Wetlands provide important ecosystem services:

  • They provide clean water, filtering sediment, toxins, and pollutants. 
  • They act like sponges, absorbing and slowly releasing rain water and preventing flooding. 
  • They can become carbon sinks, sequestering organic matter and reducing CO2 in the atmosphere.

Wetlands support a high diversity of wildlife and plants, including many unique and rare species. Species at risk using the wetlands at Colony Farm include Great Blue Herons, Western Painted Turtles, Red-legged Frog, and American Bittern.

Wetlands are highly productive ecosystems, supporting an abundance of life.
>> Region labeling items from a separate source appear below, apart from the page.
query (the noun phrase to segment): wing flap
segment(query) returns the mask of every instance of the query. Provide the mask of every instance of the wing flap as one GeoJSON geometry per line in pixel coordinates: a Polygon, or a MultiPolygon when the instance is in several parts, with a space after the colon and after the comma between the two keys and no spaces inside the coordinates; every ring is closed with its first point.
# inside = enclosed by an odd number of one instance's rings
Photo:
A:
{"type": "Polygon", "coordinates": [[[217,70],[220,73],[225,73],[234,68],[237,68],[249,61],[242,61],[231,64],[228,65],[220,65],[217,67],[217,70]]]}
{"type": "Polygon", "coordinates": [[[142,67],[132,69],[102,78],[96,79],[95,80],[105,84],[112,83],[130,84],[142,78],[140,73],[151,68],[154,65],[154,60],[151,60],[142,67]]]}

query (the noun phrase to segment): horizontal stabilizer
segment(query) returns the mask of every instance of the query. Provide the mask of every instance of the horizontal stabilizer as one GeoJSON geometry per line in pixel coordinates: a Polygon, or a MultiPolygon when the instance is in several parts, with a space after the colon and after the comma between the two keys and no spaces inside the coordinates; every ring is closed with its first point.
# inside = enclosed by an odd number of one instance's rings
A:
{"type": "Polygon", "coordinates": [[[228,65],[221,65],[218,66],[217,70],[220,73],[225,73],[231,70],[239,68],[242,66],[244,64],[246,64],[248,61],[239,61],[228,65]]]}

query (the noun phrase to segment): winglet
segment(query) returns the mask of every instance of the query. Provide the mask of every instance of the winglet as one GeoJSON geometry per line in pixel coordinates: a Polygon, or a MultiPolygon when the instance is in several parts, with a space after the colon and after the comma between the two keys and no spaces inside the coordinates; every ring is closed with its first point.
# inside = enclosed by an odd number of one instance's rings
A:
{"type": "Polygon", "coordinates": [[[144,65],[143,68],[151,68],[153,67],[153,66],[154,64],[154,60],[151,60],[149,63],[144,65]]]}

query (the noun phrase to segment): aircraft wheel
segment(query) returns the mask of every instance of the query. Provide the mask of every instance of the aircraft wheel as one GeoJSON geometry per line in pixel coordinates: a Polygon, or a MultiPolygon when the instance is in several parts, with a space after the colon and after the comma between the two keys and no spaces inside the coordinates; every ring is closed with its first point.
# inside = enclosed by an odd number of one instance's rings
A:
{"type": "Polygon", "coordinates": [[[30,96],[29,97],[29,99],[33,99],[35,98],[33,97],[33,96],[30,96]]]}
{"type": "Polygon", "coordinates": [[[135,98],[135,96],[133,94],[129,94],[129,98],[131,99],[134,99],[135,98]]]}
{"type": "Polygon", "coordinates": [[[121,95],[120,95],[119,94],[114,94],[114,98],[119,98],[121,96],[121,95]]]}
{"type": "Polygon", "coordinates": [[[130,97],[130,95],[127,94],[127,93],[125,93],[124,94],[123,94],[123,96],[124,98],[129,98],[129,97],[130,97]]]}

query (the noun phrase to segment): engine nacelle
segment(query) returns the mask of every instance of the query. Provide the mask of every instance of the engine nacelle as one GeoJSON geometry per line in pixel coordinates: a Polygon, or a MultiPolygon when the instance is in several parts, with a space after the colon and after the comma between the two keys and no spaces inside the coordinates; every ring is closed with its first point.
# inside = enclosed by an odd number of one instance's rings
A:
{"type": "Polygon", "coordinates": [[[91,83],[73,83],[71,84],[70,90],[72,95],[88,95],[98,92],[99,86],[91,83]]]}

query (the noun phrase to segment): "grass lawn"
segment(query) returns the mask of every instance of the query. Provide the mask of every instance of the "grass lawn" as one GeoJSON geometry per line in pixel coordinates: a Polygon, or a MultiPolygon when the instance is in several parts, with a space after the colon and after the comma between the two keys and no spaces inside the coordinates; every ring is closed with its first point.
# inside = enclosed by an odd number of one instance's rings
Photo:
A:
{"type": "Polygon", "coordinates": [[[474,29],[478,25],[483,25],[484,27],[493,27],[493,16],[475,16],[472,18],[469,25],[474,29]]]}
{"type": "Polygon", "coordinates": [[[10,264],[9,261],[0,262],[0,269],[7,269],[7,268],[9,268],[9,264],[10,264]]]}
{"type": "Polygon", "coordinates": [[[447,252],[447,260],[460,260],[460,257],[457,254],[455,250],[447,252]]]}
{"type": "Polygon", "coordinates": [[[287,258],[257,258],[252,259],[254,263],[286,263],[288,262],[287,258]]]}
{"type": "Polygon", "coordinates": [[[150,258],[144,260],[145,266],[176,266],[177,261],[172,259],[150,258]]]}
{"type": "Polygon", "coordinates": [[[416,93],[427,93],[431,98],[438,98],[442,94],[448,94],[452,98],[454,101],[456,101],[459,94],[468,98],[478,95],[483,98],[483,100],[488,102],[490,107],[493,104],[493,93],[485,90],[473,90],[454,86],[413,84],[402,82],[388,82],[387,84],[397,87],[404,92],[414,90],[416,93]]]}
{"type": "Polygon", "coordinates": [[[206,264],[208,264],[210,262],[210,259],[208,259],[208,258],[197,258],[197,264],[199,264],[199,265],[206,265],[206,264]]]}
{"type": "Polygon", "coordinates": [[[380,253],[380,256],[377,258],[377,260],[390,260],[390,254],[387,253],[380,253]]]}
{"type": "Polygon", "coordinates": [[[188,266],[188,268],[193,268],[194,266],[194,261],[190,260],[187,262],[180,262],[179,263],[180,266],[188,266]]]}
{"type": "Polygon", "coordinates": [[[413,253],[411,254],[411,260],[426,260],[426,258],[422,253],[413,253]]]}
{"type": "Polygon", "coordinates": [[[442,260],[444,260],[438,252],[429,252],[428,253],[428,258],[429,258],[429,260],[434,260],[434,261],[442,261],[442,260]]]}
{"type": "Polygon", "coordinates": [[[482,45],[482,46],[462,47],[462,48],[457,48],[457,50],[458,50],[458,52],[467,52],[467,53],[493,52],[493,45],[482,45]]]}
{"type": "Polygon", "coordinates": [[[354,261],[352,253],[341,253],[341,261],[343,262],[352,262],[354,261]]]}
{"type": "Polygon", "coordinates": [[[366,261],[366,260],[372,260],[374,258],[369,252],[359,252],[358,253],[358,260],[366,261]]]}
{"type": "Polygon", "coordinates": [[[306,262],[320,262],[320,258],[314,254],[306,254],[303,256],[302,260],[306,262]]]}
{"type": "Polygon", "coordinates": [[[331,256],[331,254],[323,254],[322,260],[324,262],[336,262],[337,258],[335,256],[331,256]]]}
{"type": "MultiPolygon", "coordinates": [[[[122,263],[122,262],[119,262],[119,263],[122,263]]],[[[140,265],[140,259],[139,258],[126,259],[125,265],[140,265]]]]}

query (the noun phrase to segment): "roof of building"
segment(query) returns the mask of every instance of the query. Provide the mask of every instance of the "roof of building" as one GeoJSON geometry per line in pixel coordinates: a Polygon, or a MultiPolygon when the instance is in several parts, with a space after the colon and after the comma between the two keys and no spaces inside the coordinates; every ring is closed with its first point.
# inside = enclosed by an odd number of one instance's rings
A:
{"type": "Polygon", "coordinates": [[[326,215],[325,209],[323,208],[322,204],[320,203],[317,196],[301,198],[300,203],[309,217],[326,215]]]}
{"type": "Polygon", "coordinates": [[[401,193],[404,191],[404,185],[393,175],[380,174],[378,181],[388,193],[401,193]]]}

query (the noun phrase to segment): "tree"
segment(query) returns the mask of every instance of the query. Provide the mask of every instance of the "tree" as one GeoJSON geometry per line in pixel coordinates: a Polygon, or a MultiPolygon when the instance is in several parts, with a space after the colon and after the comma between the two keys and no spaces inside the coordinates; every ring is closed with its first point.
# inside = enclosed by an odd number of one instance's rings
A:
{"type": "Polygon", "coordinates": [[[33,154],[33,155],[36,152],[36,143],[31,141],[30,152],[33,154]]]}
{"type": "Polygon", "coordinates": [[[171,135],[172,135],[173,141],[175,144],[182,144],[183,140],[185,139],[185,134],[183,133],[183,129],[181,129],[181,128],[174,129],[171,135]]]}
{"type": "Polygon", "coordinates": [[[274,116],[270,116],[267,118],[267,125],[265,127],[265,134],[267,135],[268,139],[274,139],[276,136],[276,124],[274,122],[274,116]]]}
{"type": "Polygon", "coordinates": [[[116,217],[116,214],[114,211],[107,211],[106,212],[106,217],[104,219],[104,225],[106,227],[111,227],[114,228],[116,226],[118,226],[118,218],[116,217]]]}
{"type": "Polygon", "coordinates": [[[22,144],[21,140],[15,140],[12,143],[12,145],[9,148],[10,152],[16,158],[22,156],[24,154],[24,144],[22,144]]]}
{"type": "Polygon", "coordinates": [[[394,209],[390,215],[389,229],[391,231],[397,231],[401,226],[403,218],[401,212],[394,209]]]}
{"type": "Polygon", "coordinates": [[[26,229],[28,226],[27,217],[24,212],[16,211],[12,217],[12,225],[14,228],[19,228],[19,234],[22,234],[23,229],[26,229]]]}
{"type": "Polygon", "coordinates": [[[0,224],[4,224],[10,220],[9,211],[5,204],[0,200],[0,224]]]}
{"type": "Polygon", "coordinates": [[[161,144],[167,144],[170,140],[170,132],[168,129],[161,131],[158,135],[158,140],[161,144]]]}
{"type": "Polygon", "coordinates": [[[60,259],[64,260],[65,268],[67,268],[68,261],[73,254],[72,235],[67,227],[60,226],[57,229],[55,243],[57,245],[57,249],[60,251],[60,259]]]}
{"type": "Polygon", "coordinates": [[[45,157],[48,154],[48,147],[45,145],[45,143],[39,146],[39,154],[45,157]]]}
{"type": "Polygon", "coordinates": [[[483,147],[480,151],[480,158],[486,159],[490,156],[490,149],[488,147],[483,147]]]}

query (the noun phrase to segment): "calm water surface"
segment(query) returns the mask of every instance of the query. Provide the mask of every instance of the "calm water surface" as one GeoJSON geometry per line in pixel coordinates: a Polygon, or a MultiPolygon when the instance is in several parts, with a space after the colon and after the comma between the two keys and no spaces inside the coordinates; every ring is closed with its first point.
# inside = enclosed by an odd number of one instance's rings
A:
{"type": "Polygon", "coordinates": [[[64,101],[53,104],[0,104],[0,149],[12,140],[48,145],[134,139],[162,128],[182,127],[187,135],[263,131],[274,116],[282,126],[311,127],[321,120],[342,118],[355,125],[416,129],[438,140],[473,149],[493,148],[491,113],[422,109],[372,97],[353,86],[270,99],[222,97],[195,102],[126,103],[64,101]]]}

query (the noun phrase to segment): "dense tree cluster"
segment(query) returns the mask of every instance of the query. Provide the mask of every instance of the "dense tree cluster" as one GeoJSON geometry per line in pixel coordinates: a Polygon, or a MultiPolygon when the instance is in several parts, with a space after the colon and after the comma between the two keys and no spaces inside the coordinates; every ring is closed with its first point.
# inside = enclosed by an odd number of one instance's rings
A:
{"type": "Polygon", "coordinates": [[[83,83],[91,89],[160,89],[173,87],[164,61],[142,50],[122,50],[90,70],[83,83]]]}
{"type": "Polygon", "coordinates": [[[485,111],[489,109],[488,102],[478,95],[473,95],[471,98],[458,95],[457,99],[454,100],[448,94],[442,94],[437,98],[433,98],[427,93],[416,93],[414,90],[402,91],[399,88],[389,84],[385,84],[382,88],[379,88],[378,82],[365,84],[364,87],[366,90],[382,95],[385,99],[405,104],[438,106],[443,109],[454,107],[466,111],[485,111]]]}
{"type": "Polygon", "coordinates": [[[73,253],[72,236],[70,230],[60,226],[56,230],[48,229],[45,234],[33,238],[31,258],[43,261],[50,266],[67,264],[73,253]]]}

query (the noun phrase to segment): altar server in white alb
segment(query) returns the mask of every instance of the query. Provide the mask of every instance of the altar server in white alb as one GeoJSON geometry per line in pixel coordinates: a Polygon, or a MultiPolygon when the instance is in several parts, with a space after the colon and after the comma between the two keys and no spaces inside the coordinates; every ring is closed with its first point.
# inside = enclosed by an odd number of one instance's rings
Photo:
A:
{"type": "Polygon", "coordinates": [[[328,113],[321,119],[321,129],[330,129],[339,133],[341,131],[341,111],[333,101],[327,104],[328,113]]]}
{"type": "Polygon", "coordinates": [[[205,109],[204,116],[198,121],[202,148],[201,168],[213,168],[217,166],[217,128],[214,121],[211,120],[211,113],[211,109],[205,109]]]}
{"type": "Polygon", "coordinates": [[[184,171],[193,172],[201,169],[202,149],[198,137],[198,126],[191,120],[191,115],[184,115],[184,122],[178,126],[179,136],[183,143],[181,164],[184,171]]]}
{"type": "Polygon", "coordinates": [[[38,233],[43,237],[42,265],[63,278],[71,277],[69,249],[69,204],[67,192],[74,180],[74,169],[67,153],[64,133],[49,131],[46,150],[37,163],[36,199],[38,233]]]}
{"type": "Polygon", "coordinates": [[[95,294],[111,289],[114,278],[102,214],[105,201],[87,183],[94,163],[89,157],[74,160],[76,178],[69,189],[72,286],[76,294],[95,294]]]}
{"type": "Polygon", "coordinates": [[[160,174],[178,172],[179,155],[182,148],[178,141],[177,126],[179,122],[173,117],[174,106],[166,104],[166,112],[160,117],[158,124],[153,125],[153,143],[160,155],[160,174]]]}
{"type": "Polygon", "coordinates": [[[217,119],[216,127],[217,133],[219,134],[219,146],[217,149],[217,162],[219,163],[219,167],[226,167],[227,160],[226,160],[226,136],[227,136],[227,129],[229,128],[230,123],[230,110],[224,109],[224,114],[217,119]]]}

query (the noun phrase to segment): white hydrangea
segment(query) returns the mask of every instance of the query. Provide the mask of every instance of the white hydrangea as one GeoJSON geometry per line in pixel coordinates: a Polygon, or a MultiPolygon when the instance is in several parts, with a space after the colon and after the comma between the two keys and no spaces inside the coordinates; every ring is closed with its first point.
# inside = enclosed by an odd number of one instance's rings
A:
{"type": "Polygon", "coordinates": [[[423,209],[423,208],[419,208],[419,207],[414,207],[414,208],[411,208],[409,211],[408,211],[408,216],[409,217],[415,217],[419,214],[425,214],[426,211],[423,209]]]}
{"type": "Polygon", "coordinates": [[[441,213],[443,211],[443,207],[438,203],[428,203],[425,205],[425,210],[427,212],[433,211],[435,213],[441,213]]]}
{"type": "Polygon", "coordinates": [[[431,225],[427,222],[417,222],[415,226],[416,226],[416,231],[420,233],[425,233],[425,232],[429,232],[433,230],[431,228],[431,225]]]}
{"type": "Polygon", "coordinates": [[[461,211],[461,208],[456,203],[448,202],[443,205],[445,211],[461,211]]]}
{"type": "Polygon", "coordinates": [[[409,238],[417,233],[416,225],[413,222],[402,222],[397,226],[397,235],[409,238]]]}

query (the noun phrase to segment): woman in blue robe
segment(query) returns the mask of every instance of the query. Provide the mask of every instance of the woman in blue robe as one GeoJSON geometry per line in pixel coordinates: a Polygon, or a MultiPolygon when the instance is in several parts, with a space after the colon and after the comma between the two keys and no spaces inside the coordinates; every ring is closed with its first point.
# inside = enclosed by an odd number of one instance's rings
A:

They are home to native marsh birds, amphibians, and waterfowl. The insects that complete their larval stages in the wetlands emerge to support populations of aerial insectivores like swallows and bats.

At Colony Farm, sloughs and channels with connections to the Coquitlam river provide off-channel habitat for juvenile salmonids to mature before heading out to the ocean.

All this wetland wildlife can be enjoyed by park users!

Great Blue Heron, Sora, (Photo: John & Sheila Lin), Hooded Mergansers (Lee Harding).

Why build a wetland

Canada is home to 25% of the world’s wetlands. In settled areas over 70% of wetlands have been lost to agriculture and development. Given all their benefits, building wetlands is a great way to enhance habitat value.

Colony Farm has several constructed wetlands – the Ducks Unlimited pond on the east side of the park (pictured above), and 3 wetlands along the Sheep Paddocks Trail.

New wetland along the Sheep Paddocks Trail (July 2020) (Photo: Maddie Edmonds)

Hedgerows and Thickets

Hedgerow habitat (Photo: Maddie Edmonds)

Agricultural hedgerows and riparian thickets provide important cover for wildlife. 

They are especially important to migrating birds, as they stop over and replenish their energy stores, and juvenile birds as they fledge and develop their solo survival skills.

In the park, berry-producing shrubs like Red Elderberry are food for many birds, including flocks of band-tailed pigeons.